Look at your sleep, nutrition, and hydration on the days before and days of squats since they started feeling rough. Have you changed anything? Are you being more lackadaisical in any of these areas because "squats are going to feel like crap anyway"?
Are you rushing through your warmups or not being quite as precise as you usually would be because you want to get squats over with?

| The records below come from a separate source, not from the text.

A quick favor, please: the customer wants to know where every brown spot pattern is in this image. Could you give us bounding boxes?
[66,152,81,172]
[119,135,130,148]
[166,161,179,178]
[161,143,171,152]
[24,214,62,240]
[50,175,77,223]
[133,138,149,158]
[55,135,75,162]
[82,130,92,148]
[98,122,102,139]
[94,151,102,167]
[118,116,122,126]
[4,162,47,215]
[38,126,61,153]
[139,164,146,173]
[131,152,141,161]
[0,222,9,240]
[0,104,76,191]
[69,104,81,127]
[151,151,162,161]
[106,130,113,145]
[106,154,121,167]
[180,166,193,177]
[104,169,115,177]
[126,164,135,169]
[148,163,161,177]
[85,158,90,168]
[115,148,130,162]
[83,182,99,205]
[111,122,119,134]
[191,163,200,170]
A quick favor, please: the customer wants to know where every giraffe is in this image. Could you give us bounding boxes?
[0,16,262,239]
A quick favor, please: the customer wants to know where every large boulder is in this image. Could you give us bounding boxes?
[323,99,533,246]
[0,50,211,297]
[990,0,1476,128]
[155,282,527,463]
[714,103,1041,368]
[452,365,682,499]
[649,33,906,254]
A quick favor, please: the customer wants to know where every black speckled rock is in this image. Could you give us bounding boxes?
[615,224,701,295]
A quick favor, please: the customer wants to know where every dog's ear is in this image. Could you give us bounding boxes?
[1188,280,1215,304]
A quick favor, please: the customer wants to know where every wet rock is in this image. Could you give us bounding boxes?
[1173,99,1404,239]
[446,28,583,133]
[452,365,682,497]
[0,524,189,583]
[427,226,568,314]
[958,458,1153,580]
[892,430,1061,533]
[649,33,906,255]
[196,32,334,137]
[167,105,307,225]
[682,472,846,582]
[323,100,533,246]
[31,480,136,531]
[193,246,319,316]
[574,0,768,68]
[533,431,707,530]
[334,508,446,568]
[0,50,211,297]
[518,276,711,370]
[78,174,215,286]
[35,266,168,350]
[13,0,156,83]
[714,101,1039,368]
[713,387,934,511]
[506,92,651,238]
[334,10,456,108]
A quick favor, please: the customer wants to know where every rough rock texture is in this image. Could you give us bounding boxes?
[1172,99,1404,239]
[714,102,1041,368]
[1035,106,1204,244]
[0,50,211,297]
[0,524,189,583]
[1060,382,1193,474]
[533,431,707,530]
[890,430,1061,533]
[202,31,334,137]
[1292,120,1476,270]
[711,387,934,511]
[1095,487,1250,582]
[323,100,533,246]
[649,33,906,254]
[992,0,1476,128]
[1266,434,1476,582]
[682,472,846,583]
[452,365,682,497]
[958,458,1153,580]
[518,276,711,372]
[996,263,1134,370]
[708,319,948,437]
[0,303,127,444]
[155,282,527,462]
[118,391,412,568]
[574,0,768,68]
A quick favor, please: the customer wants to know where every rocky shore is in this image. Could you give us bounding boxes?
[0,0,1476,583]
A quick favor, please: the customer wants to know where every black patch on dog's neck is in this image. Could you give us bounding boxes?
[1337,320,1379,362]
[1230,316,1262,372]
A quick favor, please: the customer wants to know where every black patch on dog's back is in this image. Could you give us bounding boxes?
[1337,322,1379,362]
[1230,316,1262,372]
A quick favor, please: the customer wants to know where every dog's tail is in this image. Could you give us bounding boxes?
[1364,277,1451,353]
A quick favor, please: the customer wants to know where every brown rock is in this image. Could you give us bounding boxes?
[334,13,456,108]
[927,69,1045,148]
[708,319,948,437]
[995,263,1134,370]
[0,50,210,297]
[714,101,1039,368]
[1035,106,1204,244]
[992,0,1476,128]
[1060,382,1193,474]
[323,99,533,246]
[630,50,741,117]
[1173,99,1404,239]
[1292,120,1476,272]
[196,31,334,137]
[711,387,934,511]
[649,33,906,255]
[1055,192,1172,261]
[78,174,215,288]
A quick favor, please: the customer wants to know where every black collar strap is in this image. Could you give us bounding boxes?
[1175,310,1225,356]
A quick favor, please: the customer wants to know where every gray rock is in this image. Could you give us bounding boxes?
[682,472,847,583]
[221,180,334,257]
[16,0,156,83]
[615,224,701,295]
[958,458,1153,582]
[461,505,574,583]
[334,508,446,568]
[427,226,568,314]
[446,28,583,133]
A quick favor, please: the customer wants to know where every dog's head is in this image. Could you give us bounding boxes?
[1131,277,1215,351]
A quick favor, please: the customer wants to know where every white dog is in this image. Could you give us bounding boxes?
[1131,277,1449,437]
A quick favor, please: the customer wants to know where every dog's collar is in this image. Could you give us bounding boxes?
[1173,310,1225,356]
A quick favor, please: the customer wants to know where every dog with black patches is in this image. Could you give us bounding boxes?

This list is certainly not all encompassing, but it is a good starting point to look and see if we just need to tweak training slightly or be patient, if other stressors have contributed, or if we have participated (or not participated) in behaviors that may have contributed to us performing at a level we aren't happy with. There are other questions we can ask ourselves too, but this is a start.
If you look at that list and there have been no changes and there doesn't seem to be a reason for why one or more of your lifts doesn't feel great, that's okay too! Understand that sometimes we just get in a funk and things don't feel great. It's important to stay consistent and keep going in there and getting some practice in, even when a movement doesn't feel particularly awesome. If you do your own programming, this is a time to re-evaluate and ensure that volumes aren't higher than they need to be and if some tweaks can be made to get you back on the right track. If you have a coach, communication with them, as always, is critical. They can't make any changes unless they know you're struggling. Talk with them, and they should make some modifications to get you headed on the right path.
In the end, it comes down to patience and having a short memory. Putting bad sessions in the past and leaving them there, and treating your next session as a clean slate. Bad sessions, bad weeks, even sometimes a bad month can happen. Make sure you're controlling all the variables you can control, stay as positive as possible, stay consistent, and you'll avoid the quicksand.
Wurm, S., Warner, L. M., Ziegelmann, J. P., Wolff, J. K., & Schüz, B. (2013). How do negative self-perceptions of aging become a self-fulfilling prophecy?.Psychology and Aging,28(4), 1088.